Natürlich kam diese Aufmerksamkeit für Curiosity nicht von
ungefähr. Schon im Vorfeld war die NASA aktiv: In Clips und Grafiken wurde
Curiositys Mission und ihr waghalsiges Landemanöver greifbar. Weitere Videos
zur Landung kommentierten William Shatner und Wil Wheaton – also gleich zwei
Generationen von Star-Trek-Schauspielern.
Und während der Landung streamte die NASA, informierte,
gewährte Einblick – in einen Prozess, der genauso gut hätte schief gehen
können. Überhaupt ist die Weltraumbehörde sehr aktiv im Netz: Mit
Videos, Blogs, Profilen auf Facebook & Co, einem eigenen Social-Programm.
Denn das alles startete nicht erst mit Curiosity. Aber ihre
Landung wirbelte genug Staub auf, um den Blick einer größeren Öffentlichkeit
auf diese Aktivitäten zu lenken. Das gibt der NASA die Möglichkeit, zu zeigen,
was sie alles an Kommunikationskanälen und Informationen zu bieten hat.
Social Media trifft Rocket Science
Und das verpasst der NASA nicht nur einen Image-Boost, den
sie mitten in Diskussionen um ihre Zukunft und um ihr Budget durchaus
gebrauchen kann. Es stellt auch die Verbindung zu einer interessierten
Öffentlichkeit her – und zwar direkt. Social Media ist nicht
Raketenwissenschaft, und das führt die NASA gut vor. Gleichzeitig kann das Web
aber ein guter Kanal sein, um den Menschen Rocket Science und Verwandtes nahe
zu bringen. Curiosity beispielsweise twittert vom Mars, auf welchen Sites die
NASA-Kollegen über den Perseiden-Strom berichten, wo sich die Sternschnuppen am
besten sehen lassen und was das eigentlich ist.

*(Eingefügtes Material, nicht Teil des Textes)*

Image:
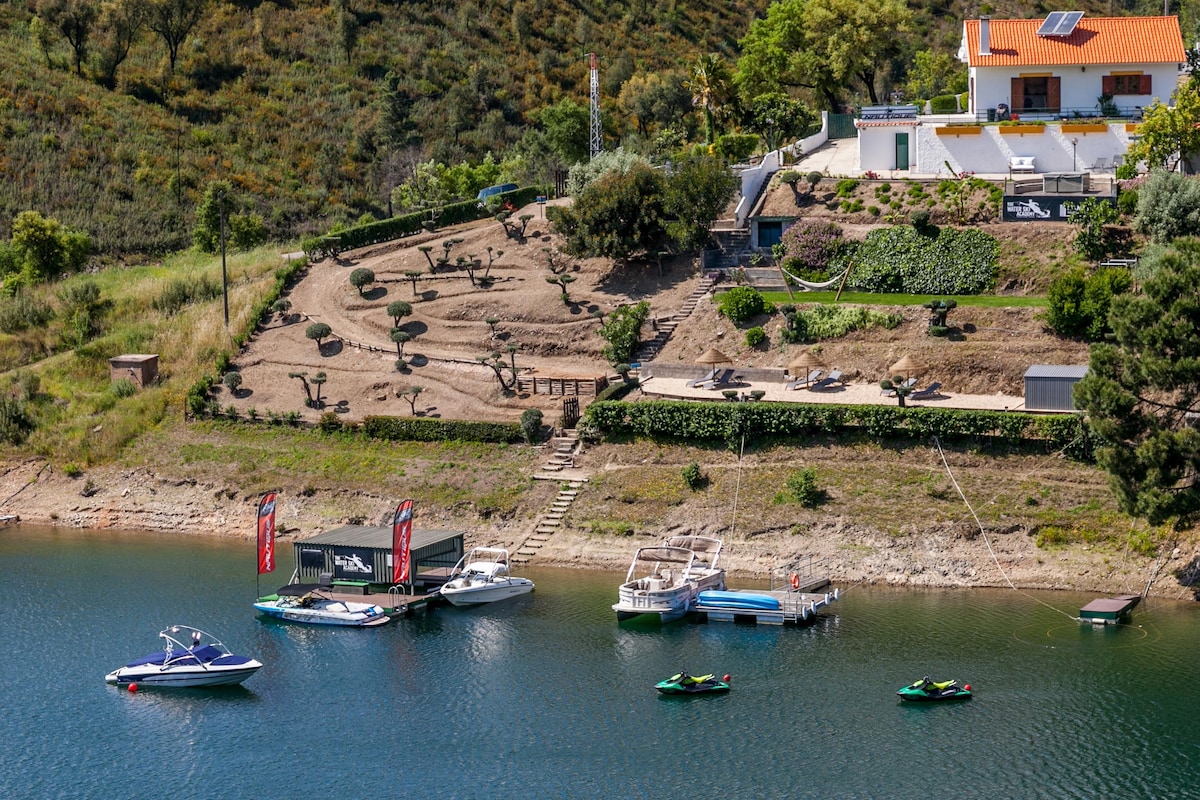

Das Potenzial, dass sich die NASA so erschließt, ist von
webkulturellen Witzen und netten Sprüchen zu Edutainment und Information zu
kommen. "Hey, wenn du schon da bist, das passiert auch gerade und das können wir
dir dazu erzählen." "Das ist es, was wir tun, und das hast du davon in deinem
Leben und deinem Alltag."
Was die NASA hier betrieben hat, war emotional aufgeladenes
Storytelling über ein eigentlich hochkomplexes, technisches Thema. Mitfiebern
mit Metall und Elektronik.
(Kleiner Hinweis an die Kollegen in der schreibenden Zunft,
die hier was vom tapferen kleinen Rover gefaselt haben: Curiosity ist drei
Meter lang und 900 Kilo schwer, auch wenn man über das Gewicht von Damen
eigentlich nicht spricht.)
Eine Aufladung, die dabei hilft, von kurzem Kontakt
hinzuleiten zu tieferen Betrachtungen: Was macht der Rover da eigentlich? Was
tut die NASA eigentlich?
Insofern stellt das ein Lehrstück für Online-Kommunikation dar. Aktivieren durch "einfache" Inhalte, selbst zu komplexesten Themen.
Natürlich aktiviert das nicht die breite Öffentlichkeit,
natürlich können Image-Effekte verpuffen. Aber es ist ein simpler, effektiver Weg, mit
interessierten Teilen im Netz direkten Kontakt aufzunehmen. Eine Zielgruppe, die sich so effektiv und effizient erreichen lässt.
Und das mit einem Ressourcenaufwand, der für
NASA-Verhältnisse enorm überschaubar ausfällt. Auch wenn man die 2,5 Milliarden
für den Marsflug vermutlich irgendwie einfaktorieren müsste.